The poetry roundtable with (top to bottom) Janet McAdams, Gordon Henry and Kim Blaeser will also focus on developing a Native American Studies correlate.
Guest WriterRenowned contemporary Native American poets Janet McAdams, Kim Blaeser and Gordon Henry will come to Vassar on Nov. 8 for the poetry roundtable “Earthworks: A Night of Native American Poetry.” Each poet will read from their new works and discuss them in an open question-and-answer forum starting at 5:30 p.m. in Sanders Auditorium. Organizers of the event hope the roundtable will add momentum to building a Native American Studies correlate.
Postdoctoral Fellow in American Culture Molly McGlennen coordinated the event. McGlennen is a scholar in Native American poetry and literature and is a poet herself. “I think it will be such an exciting event for students and faculty and the community at large to get the chance to hear these voices—important, important, American voices,” she said.

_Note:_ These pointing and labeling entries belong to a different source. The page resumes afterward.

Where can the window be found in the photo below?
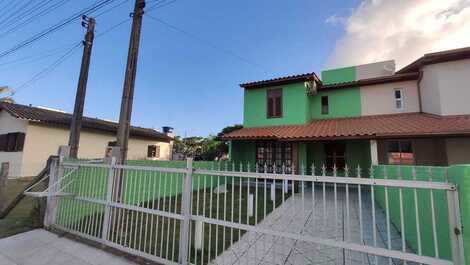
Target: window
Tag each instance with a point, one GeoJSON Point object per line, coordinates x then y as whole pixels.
{"type": "Point", "coordinates": [398, 93]}
{"type": "Point", "coordinates": [153, 151]}
{"type": "Point", "coordinates": [270, 153]}
{"type": "Point", "coordinates": [335, 155]}
{"type": "Point", "coordinates": [324, 105]}
{"type": "Point", "coordinates": [400, 152]}
{"type": "Point", "coordinates": [12, 142]}
{"type": "Point", "coordinates": [274, 103]}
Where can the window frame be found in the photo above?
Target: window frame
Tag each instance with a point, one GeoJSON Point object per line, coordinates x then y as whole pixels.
{"type": "Point", "coordinates": [322, 106]}
{"type": "Point", "coordinates": [155, 153]}
{"type": "Point", "coordinates": [401, 159]}
{"type": "Point", "coordinates": [274, 112]}
{"type": "Point", "coordinates": [401, 99]}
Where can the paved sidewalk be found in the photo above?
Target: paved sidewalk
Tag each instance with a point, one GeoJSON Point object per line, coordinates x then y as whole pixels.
{"type": "Point", "coordinates": [40, 247]}
{"type": "Point", "coordinates": [296, 216]}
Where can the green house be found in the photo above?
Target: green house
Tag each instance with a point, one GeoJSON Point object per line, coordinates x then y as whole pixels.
{"type": "Point", "coordinates": [353, 116]}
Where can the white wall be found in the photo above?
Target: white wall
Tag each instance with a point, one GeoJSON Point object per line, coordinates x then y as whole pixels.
{"type": "Point", "coordinates": [458, 150]}
{"type": "Point", "coordinates": [9, 124]}
{"type": "Point", "coordinates": [380, 99]}
{"type": "Point", "coordinates": [42, 141]}
{"type": "Point", "coordinates": [445, 88]}
{"type": "Point", "coordinates": [371, 70]}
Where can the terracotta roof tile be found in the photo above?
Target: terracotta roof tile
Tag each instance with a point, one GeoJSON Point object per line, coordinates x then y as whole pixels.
{"type": "Point", "coordinates": [378, 126]}
{"type": "Point", "coordinates": [47, 116]}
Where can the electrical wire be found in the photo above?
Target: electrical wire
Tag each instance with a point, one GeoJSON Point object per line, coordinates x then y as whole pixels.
{"type": "Point", "coordinates": [199, 39]}
{"type": "Point", "coordinates": [89, 10]}
{"type": "Point", "coordinates": [46, 70]}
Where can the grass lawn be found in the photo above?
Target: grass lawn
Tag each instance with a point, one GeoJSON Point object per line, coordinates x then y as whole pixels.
{"type": "Point", "coordinates": [159, 236]}
{"type": "Point", "coordinates": [21, 218]}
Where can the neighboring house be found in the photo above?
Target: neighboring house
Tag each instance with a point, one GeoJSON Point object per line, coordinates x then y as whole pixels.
{"type": "Point", "coordinates": [360, 115]}
{"type": "Point", "coordinates": [29, 135]}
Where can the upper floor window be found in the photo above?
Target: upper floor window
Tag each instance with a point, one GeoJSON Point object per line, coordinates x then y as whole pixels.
{"type": "Point", "coordinates": [12, 142]}
{"type": "Point", "coordinates": [399, 96]}
{"type": "Point", "coordinates": [324, 105]}
{"type": "Point", "coordinates": [153, 151]}
{"type": "Point", "coordinates": [274, 103]}
{"type": "Point", "coordinates": [400, 152]}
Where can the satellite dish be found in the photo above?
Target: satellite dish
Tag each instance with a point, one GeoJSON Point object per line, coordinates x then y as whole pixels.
{"type": "Point", "coordinates": [311, 87]}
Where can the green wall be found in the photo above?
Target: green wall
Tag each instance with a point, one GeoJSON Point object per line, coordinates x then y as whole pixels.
{"type": "Point", "coordinates": [438, 174]}
{"type": "Point", "coordinates": [460, 175]}
{"type": "Point", "coordinates": [344, 102]}
{"type": "Point", "coordinates": [295, 108]}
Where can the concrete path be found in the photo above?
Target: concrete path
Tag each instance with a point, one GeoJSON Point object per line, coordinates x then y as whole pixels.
{"type": "Point", "coordinates": [40, 247]}
{"type": "Point", "coordinates": [296, 216]}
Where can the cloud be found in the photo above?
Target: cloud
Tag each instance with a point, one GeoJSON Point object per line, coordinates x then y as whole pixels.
{"type": "Point", "coordinates": [400, 29]}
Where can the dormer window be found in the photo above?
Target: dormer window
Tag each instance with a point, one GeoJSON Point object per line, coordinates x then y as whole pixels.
{"type": "Point", "coordinates": [274, 103]}
{"type": "Point", "coordinates": [398, 93]}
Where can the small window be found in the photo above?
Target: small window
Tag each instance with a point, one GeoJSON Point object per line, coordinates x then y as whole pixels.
{"type": "Point", "coordinates": [274, 103]}
{"type": "Point", "coordinates": [400, 152]}
{"type": "Point", "coordinates": [12, 142]}
{"type": "Point", "coordinates": [398, 93]}
{"type": "Point", "coordinates": [324, 105]}
{"type": "Point", "coordinates": [153, 151]}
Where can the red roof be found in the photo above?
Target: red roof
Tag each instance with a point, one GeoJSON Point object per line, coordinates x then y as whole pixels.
{"type": "Point", "coordinates": [377, 126]}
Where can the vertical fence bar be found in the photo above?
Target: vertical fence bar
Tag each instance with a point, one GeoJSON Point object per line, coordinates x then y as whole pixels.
{"type": "Point", "coordinates": [455, 227]}
{"type": "Point", "coordinates": [109, 195]}
{"type": "Point", "coordinates": [186, 212]}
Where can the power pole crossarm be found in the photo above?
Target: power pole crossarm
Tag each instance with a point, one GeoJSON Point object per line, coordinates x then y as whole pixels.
{"type": "Point", "coordinates": [129, 80]}
{"type": "Point", "coordinates": [76, 125]}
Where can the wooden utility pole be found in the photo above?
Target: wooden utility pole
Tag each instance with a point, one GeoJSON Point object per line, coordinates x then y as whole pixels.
{"type": "Point", "coordinates": [76, 125]}
{"type": "Point", "coordinates": [129, 80]}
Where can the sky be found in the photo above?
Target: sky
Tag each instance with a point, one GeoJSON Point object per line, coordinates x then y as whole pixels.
{"type": "Point", "coordinates": [194, 54]}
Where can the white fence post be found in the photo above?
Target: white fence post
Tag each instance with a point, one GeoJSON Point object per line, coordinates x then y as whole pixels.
{"type": "Point", "coordinates": [186, 213]}
{"type": "Point", "coordinates": [111, 158]}
{"type": "Point", "coordinates": [56, 171]}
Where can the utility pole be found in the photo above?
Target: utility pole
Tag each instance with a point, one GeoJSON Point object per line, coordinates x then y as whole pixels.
{"type": "Point", "coordinates": [129, 80]}
{"type": "Point", "coordinates": [76, 125]}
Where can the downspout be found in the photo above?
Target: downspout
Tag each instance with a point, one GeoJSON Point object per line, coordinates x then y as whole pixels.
{"type": "Point", "coordinates": [420, 77]}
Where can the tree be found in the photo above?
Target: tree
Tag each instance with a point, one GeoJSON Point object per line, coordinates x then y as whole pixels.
{"type": "Point", "coordinates": [3, 98]}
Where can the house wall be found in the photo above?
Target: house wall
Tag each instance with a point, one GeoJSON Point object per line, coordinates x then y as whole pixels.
{"type": "Point", "coordinates": [42, 141]}
{"type": "Point", "coordinates": [341, 102]}
{"type": "Point", "coordinates": [294, 106]}
{"type": "Point", "coordinates": [380, 99]}
{"type": "Point", "coordinates": [458, 150]}
{"type": "Point", "coordinates": [9, 124]}
{"type": "Point", "coordinates": [427, 151]}
{"type": "Point", "coordinates": [445, 88]}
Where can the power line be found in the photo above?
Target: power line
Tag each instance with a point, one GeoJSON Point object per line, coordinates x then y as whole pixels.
{"type": "Point", "coordinates": [89, 10]}
{"type": "Point", "coordinates": [197, 38]}
{"type": "Point", "coordinates": [47, 70]}
{"type": "Point", "coordinates": [35, 14]}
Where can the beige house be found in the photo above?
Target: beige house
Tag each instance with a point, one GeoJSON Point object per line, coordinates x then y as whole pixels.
{"type": "Point", "coordinates": [29, 135]}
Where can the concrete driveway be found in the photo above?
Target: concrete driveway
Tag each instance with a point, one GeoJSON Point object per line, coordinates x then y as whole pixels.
{"type": "Point", "coordinates": [297, 217]}
{"type": "Point", "coordinates": [40, 247]}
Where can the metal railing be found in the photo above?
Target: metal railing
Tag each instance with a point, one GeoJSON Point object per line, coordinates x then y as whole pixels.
{"type": "Point", "coordinates": [230, 216]}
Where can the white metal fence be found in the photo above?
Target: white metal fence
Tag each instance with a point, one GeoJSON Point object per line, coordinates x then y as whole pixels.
{"type": "Point", "coordinates": [228, 216]}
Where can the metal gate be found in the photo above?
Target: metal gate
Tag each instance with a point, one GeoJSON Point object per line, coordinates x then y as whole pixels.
{"type": "Point", "coordinates": [228, 216]}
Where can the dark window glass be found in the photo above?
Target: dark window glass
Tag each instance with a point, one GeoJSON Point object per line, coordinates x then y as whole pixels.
{"type": "Point", "coordinates": [274, 154]}
{"type": "Point", "coordinates": [335, 155]}
{"type": "Point", "coordinates": [12, 142]}
{"type": "Point", "coordinates": [400, 152]}
{"type": "Point", "coordinates": [274, 104]}
{"type": "Point", "coordinates": [324, 105]}
{"type": "Point", "coordinates": [153, 151]}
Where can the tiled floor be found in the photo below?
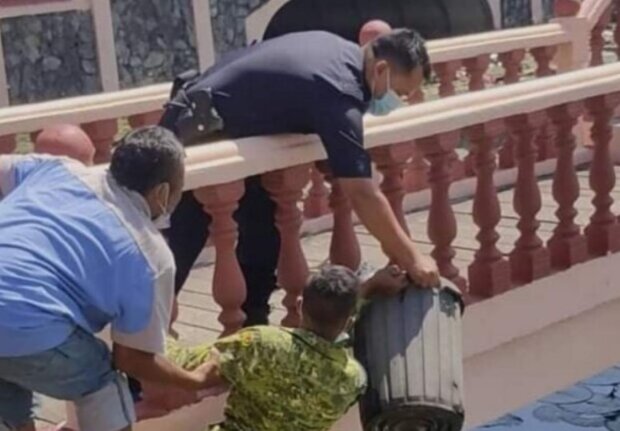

Janet McAdams, the Robert P. Hubbard Professor of Poetry at Kenyon College, is the editor of Earthworks, a book series that focuses on Native American poetry and pulls together works from different contemporary Native American authors.
Her own poetry has been published in North American Review, Poetry, Women’s Review of Books and Kenyon Review, among others. McAdams has also published reviews, articles and essays in numerous journals, including SAIL: Studies in American Indian Literature.
Another guest, Kim Blaeser, who is of Anishinaabe descent, is the author of Absentee Indians and Other Poems, Apprenticed from Justice and the poetry collection Trailing You. She currently teaches creative writing, Native American literature and American nature writing at the University of Wisconsin, Milwaukee.
Gordon Henry, also of Anishinaabe descent, is an Associate Professor of English at Michigan State University, and has published many literary works, including the novel The Light People and the stories The Prisoner of Haiku and Sleeping in Rain. He is best known for his poetry anthology, Songs From This Earth On Turtle’s Back: Contemporary American Indian Poetry.
In addition to a night of poetry at the College, the event also intends to raise awareness for developing a Native American Studies correlate. “Building a correlate in Native American Studies within the American Culture Program is certainly one of the main goals surrounding the faculty seminars on Native Studies and the growth of the American Culture Program in general,” said McGlennen.
McGlennen and Professor of English Patricia Wallace will co-teach the Introduction to Native American Studies course next year. McGlennen will also have a course entitled Native American Women in the spring semester. The curriculum will expand to include courses developed and taught by the professors who have been involved in the discipline for the past two years.
Following the first Introduction to Native American Studies course she taught in Fall 2006, McGlennan said that students have expressed interest in developing a correlate. “It is my understanding that the push for a correlate in Native American Studies was student-initiated,” she said. “Students who were doing research projects and papers on Native American topics did not have an entire course or courses allotted to the study, or even a ‘go-to’ person.”
McGlennen feels poetry provides powerful insight to the culture. “I think there’s a genuine curiosity among non-Native people about contemporary Native cultures, the arts and indigenous politics and misrepresented histories,” she said. “I think poetry addresses all of that. You can’t read the poetry of Blaeser, or Henry, or McAdams without understanding the specific cultural contexts from which they write.”
The Office of the Dean of Faculty, the American Culture program and the English Department are co-sponsoring the event. “A number of faculty and administrators are supporting this event for a couple reasons: our love of poetry and our interest in trying to develop a Native American Studies curriculum within the American Culture program,” said Adjunct Associate Professor of English Judith Nichols.
The roundtable will also discuss the poetry in the context of diversity. “Talking about poetry in the context of literary studies or cultural studies can be healing or edifying for the community of people who participate in the conversation,” said Nichols. “Our community clearly needs to continue to pursue discourse on race—and poetry can help us do this deliberately.”